For some, it may sound like the warning they wished they had received ahead of the 2008 crash, or a signal that it is time to retrench. For others who have their money in cash or bonds, the chatter may confirm their worst fears about living in an uncertain time and persuade them to wait longer to invest in stocks. It should do neither.
The phrase itself refers to a confluence of tax increases and spending cuts that will happen automatically on Jan 1, 2013, if the US Congress and president do not come to an agreement to avert them. Think of skid marks ahead of a precipice.
If the government does not hit the brakes and all the provisions that make up the fiscal cliff come to pass, however, the impact on gross domestic product will be to reduce it 4 per cent, according to the Congressional Budget Office. The non-partisan Tax Policy Center made the impact more personal: 90 per cent of Americans will see their taxes rise, with an average increase of US$3,500. The US economy will slide back into recession.
As if this were not scary enough, the news from other major economies is not encouraging. China appears to be slowing down just as its leaders are distracted by the once-a-decade leadership change. While events in Europe are not making headlines as they did last year, the debt situation there is not vastly improved. And don't forget the numerous flash points of the Middle East and the peril they could pose to global energy markets.
What should investors do? Neeti Bhalla, head of the tactical asset allocation team at Goldman Sachs, said that they need to learn to live with uncertainty for quite some time.
"We won't have an answer to the fiscal situation after the election," Ms Bhalla said. "We won't have an answer to the European crisis after they come up with some fiscal union. We won't have an answer to China after they transfer power. The issues everyone is concerned about don't have a finite end to them."
That's the bad news. The good news is no analyst interviewed for this article thought the government would drive over the fiscal cliff, since many of the expiring provisions have bipartisan support.
"Our belief is Congress is going to punt," said Thorne Perkin, a managing director at Papamarkou Wellner Asset Management, which advises very wealthy investors. "They will turn the fiscal cliff into a fiscal hill and do some form of compromise people can live with. I don't think anyone wants to go through the full shock."
But even a hill implies some pain to an economy that is not experiencing strong growth right now.
There are two complementary schools of thought on getting through the turmoil of the next six months. Both involve restraint and planning. The first requires investors to return to their plan.
What advisers are asking is not that investors necessarily take big risks in the face of the fiscal cliff - after all, really bad economic things could still come to pass at the beginning of 2013. But they are asking that they return to a normal asset allocation and get back to being broadly diversified.

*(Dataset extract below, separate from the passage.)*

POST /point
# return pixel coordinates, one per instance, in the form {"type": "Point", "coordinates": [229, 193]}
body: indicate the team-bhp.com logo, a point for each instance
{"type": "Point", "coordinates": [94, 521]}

This sounds simple. But it may not be for investors who have been putting their money in cash, whose value is eroded by inflation, and low-yielding US Treasury bonds.
"The people we are advising have been overallocated to asset classes that they consider to be safe and conservative - cash and fixed income," said John Taft, head of RBC Wealth Management in the US. "Cash has the certainty that your purchasing power will be eroded by the rate of inflation. Bonds have the risk that when and if monetary policy tightens, rates will go up and they'll be exposed to principal loss."
Bond interest rates move in the opposite direction of bond prices, so a one percentage point increase in rates on new bonds would result in about a 15 per cent loss in the price of a previously issued bond on the open market.
For those who are skittish and want to cling to their cash and low-yielding bonds, G Scott Clemons, chief investment strategist at Brown Brothers Harriman, advises a mental accounting fudge. He has told clients to have enough money in cash to pay expenses for a period of years that makes them comfortable and put the rest into an investment plan meant to increase the value of the portfolio for years after that.
"If an investor has set aside three years of spending needs, she's bought three years of time horizon for the rest of the portfolio," he said.
For those with more gumption, who think the fiscal cliff will lead to buying opportunities when falling asset values prompt sell-offs, recommendations vary.
One favourite is dividend-paying stocks, which may seem counter-intuitive since the tax rate on dividends could increase to as high as 43.4 per cent from the current 15 per cent.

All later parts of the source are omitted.